Similarly to its regulation of nutrient homeostasis, FGF21 production by the liver is also increased in response to alcohol intake^132,133, and administration of FGF21 suppresses alcohol intake^122,134. In agreement with findings in other models described above, FGF21 signalling in response to alcohol consumption may function as a feedback loop that protects the liver from damage. Whether these effects on alcohol intake are mediated through the same central targets that exert FGF21’s effect on suppressing sugar intake remains to be determined. Although many of FGF21’s functions require KLB expression in the brain, the cellular targets of FGF21 signalling in the CNS have only recently been discovered.

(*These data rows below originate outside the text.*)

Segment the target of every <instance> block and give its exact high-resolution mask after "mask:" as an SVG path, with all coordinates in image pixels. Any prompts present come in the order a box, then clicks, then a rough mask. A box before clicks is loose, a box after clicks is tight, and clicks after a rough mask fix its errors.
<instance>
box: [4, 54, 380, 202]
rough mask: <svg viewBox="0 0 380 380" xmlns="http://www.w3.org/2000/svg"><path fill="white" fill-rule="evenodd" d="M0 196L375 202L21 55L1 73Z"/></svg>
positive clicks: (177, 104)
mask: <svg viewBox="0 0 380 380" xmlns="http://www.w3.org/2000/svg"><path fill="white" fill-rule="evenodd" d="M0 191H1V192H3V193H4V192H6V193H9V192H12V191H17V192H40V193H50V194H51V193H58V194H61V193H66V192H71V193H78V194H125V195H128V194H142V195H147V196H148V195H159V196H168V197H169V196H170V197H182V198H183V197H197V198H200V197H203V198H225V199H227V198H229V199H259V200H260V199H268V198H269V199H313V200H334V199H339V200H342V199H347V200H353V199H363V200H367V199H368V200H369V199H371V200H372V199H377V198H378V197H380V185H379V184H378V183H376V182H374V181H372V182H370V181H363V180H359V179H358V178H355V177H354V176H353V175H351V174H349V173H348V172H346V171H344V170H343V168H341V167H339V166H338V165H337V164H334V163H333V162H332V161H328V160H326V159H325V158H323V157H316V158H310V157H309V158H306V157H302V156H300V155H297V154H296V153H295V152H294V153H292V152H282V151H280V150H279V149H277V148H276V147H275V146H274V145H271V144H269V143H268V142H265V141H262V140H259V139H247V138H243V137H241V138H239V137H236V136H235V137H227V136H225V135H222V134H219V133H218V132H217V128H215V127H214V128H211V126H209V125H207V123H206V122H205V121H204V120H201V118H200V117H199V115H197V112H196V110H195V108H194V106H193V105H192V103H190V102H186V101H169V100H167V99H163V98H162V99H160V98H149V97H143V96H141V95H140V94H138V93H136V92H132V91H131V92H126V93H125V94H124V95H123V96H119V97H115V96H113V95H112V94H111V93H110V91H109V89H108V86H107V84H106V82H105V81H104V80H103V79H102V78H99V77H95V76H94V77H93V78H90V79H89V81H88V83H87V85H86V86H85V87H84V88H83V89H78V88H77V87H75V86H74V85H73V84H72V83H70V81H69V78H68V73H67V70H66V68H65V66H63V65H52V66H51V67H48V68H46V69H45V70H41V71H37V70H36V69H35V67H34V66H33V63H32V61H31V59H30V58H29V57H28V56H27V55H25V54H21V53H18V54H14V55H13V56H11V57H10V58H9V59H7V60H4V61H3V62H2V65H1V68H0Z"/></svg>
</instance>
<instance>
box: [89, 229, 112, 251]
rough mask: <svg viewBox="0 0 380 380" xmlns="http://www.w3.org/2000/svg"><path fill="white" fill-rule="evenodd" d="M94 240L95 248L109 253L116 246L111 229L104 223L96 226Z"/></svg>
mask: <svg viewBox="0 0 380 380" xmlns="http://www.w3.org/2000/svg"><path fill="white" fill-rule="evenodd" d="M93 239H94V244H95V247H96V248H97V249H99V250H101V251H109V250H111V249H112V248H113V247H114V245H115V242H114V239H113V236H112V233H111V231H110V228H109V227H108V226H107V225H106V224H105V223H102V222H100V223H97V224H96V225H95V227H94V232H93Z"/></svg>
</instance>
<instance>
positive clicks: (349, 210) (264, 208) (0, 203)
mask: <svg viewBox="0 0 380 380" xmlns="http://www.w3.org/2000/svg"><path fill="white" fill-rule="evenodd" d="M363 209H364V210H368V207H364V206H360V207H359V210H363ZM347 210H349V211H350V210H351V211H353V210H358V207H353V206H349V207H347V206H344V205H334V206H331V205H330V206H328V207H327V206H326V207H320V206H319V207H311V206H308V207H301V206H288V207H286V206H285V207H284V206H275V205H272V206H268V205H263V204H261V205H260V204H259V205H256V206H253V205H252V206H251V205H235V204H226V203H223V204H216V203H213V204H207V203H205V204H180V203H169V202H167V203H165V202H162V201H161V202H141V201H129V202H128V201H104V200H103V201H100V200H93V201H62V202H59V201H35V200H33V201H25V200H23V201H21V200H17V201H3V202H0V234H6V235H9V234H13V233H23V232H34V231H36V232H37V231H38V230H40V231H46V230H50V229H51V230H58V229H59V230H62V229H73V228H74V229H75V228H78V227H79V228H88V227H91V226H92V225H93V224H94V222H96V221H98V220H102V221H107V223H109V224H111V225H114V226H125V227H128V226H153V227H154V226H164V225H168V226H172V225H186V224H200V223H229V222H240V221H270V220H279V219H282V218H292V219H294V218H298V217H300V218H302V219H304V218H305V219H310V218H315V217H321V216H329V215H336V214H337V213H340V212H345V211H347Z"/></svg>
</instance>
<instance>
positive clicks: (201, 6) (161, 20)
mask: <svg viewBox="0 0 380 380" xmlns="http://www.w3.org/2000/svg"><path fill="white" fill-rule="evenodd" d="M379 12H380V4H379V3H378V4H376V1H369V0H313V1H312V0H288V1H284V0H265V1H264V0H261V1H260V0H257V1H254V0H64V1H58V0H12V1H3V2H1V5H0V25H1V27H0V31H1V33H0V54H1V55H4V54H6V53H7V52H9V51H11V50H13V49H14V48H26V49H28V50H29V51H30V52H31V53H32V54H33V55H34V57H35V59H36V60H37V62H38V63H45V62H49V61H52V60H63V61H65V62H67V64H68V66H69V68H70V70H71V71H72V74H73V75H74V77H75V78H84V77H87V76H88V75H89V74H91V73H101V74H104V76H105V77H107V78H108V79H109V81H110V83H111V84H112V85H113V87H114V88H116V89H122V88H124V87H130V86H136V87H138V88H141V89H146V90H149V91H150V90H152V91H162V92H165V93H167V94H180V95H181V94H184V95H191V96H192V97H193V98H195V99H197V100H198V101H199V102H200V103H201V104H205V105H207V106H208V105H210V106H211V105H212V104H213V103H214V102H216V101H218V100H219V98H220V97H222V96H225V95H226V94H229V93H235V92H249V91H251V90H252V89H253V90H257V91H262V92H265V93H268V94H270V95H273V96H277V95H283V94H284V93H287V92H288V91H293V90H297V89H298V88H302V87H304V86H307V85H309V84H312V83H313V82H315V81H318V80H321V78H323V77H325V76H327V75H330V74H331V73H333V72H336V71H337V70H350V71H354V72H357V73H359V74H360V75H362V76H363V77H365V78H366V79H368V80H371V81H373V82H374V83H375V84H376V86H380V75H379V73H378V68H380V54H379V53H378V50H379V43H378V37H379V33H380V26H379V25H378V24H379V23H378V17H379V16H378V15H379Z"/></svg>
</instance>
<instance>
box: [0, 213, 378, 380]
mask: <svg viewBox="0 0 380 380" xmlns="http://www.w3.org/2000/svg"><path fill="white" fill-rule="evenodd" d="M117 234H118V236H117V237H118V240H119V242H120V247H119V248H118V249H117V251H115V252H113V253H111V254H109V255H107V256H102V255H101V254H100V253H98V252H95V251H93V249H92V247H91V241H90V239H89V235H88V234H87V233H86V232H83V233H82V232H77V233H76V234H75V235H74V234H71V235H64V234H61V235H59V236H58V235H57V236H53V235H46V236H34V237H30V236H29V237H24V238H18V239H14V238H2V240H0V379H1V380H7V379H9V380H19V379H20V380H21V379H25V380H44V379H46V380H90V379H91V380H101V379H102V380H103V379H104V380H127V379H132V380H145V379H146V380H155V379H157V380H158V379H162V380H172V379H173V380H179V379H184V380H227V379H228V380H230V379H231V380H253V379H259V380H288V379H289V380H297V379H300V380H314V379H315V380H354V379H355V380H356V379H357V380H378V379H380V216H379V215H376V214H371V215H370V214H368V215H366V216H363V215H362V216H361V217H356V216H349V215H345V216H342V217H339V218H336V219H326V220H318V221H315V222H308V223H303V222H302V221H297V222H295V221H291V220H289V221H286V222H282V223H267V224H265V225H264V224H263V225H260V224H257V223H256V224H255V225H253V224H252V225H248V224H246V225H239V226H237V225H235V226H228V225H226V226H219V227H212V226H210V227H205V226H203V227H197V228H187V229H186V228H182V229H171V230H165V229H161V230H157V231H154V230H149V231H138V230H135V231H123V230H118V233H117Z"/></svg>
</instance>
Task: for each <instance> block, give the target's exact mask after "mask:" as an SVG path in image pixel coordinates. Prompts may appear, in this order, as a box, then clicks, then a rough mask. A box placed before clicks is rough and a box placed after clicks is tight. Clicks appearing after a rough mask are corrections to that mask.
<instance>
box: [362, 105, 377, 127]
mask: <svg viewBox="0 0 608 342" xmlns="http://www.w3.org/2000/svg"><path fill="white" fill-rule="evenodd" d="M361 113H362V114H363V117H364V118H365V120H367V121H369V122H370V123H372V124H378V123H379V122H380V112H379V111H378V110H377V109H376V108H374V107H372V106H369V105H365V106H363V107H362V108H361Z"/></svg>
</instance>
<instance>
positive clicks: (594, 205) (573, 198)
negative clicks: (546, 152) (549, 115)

Because distinct cellular targets and brain regions coordinate different effects of FGF21, identification of the neural substrates and circuits regulating these processes is likely to provide novel insights into FGF21’s function and reveal previously unrecognized circuits controlling higher-order regulation of energy homeostasis and reward-seeking pathways. The ability to define how central and peripheral FGF21 target tissues coordinate FGF21-mediated responses in a context specific manner, perhaps through communication via both the afferent and efferent nervous system, will be a critical research area in the future.